Data Scientist & ML/AI Engineer

מס' משרה: 236055
אזור בארץ: שרון
תעשייה: IT Services
סוג משרה: משרה מלאה

We are looking for a Data Scientist & ML/AI Engineer to join a high-tech company based in Ra’anana!
This is a temporary position with possible extension.

We are looking for a highly skilled Data Scientist & ML/AI Engineer hands-on leaders to join our eSIM team for a project focused on building advanced AI models for fraud detection and anomaly spotting. The ideal candidate will have strong expertise in data science, machine learning, and AI engineering, with a proven track record of delivering production-ready solutions. We highlight that most used data will be unlabelled logs; the role requires to be familiar with unsupervised learning techniques in adition to semi-supervised and supervised approaches.
The project consist of developing a fraud and anomaly detection module by leveraging logs and information collected by our existing platform. The goal is to design, implement, and optimize algorithms and machine learning models to detect anomalies in eSIM related transactions (e.g. profile downloads).
You are expected to lead the AI project through the complete lifecycle including defining problems, designing solutions, and implementing models that will be integrated to the eSIM Cloud product to drive real business impact. Our team prefers the usage of MS Azure environment.

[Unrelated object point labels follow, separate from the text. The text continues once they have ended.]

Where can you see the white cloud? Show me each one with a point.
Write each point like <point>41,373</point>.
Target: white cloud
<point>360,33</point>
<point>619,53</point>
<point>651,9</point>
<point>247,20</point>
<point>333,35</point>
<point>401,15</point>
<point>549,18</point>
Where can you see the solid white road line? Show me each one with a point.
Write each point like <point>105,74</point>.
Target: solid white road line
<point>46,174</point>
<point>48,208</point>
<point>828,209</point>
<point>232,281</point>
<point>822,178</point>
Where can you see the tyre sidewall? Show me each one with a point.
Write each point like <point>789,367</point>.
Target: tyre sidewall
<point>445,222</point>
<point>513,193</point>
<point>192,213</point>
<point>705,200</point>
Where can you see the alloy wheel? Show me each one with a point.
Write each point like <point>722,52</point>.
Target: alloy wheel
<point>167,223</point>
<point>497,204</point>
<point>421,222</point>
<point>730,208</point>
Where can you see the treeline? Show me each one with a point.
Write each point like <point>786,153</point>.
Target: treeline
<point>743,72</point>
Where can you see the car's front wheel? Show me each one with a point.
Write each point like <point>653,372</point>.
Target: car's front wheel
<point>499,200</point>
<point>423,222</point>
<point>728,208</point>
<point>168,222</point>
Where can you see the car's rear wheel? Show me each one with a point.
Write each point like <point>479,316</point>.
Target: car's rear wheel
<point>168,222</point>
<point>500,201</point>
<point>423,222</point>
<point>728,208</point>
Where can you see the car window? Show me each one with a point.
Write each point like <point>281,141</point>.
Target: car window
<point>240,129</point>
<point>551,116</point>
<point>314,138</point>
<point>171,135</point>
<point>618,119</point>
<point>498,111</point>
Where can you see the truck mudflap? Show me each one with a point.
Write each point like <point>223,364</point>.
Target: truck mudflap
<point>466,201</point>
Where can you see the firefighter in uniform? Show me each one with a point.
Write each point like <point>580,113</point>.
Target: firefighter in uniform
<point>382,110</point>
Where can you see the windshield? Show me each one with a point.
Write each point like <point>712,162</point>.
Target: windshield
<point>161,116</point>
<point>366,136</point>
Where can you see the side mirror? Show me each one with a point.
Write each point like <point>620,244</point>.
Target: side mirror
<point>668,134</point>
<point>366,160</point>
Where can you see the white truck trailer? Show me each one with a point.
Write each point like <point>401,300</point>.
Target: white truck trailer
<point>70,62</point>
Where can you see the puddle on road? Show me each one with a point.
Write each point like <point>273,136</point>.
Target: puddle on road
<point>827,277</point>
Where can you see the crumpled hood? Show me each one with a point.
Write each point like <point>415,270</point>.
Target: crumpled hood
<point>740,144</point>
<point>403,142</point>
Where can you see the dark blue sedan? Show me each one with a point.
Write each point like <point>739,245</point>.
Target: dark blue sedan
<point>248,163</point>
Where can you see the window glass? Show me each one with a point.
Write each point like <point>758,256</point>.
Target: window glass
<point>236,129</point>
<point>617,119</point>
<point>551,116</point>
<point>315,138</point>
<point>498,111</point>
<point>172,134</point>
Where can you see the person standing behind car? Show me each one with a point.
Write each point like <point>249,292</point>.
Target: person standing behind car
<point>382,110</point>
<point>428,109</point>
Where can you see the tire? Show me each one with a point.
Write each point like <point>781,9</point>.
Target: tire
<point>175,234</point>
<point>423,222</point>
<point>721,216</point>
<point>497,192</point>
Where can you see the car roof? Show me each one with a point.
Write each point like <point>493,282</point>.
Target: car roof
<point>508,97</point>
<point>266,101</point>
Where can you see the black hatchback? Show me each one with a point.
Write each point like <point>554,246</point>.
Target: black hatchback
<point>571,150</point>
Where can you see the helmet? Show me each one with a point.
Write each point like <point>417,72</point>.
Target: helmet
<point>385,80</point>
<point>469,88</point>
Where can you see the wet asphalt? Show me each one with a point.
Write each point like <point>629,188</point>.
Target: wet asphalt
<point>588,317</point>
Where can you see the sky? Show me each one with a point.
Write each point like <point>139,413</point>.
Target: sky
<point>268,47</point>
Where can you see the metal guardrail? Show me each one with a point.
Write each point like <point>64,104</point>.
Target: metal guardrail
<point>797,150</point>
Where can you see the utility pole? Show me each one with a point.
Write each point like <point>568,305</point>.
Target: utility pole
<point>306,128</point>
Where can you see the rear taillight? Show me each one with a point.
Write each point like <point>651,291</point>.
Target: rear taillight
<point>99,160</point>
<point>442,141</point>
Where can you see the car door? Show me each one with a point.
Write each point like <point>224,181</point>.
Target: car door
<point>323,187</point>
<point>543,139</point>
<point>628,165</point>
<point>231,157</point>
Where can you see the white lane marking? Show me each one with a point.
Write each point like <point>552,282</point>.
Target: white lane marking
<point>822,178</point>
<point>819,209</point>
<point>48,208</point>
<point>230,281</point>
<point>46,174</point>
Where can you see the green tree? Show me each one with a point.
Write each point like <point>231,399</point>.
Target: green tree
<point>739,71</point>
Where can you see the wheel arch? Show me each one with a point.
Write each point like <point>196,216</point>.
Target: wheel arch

What will your tasks look like?

  • Data Preparation, ETL & storage: Collect, clean, and transform large datasets from multiple sources into structured formats suitable for modeling.
  • Model Development: Select appropriate algorithms (e.g., neural networks, gradient boosting, anomaly detection) and frameworks (TensorFlow, PyTorch, Scikit-learn). Some key words:
    • Clustering: K-Means, DBSCAN, Hierarchical Clustering
    • Detection: Autoencoders, Isolation Forest, One-Class SVM, BERT models
  • Training & Evaluation: Train models on historical and real-time data, evaluate performance using metrics such as precision, recall, reconstruction error.
  • Model Comparison & Improvement: Benchmark different approaches, optimize hyperparameters, and improve accuracy and efficiency.
  • Deployment & Monitoring: Implement models in production environments, ensure scalability, and set up continuous monitoring for performance and drift.
  • Collaboration: Work closely with data engineers, software developers, and business stakeholders to align technical solutions with business objectives.
  • Cost Optimization: Design solutions that balance performance and cost efficiency, leveraging cloud resources effectively.
  • Document the development and design decisions.
Areas of Expertise Needed:

  • Education: Master’s or Ph.D. in Computer Science, Data Science, AI, or related field.
  • Experience: Minimum 4 years in machine learning and AI engineering, with hands-on experience in fraud detection or anomaly detection.
  • Product Domain Skills:
    • Real-Time Detection: Experience designing models for real-time anomaly detection in high-throughput environments.
    • Transaction & Log Analysis: Expertise in analyzing large volumes of transactional logs and network events to identify anomalies and suspicious behaviors.
    • Telecom & eSIM Ecosystem: Understanding of eSIM lifecycle management, including profile downloads, activation, and provisioning processes.
    • Fraud Patterns in Telecom: Familiarity with fraud scenarios such as SIM swap, identity theft, and unauthorized profile downloads in mobile networks.
  • Technical Skills:
    • Programming: Python (mandatory), Database querying.
    • Frameworks & Libraries: TensorFlow, PyTorch, Scikit-learn, Pandas, NumPy, Python Outlier Detection library.
    • Data Engineering: ETL pipelines, data preprocessing, feature engineering.
    • Cloud Platform: Azure ML, Fabric, Azure ecosystem.
    • MLOps Tools: MLflow, Kubeflow, Docker, Kubernetes for model deployment and monitoring.
    • Visualization: Power BI or similar tools.
  • Soft Skills: Strong analytical thinking, problem-solving, and ability to communicate complex concepts clearly.
 
  • Hybrid work (3 days from the office).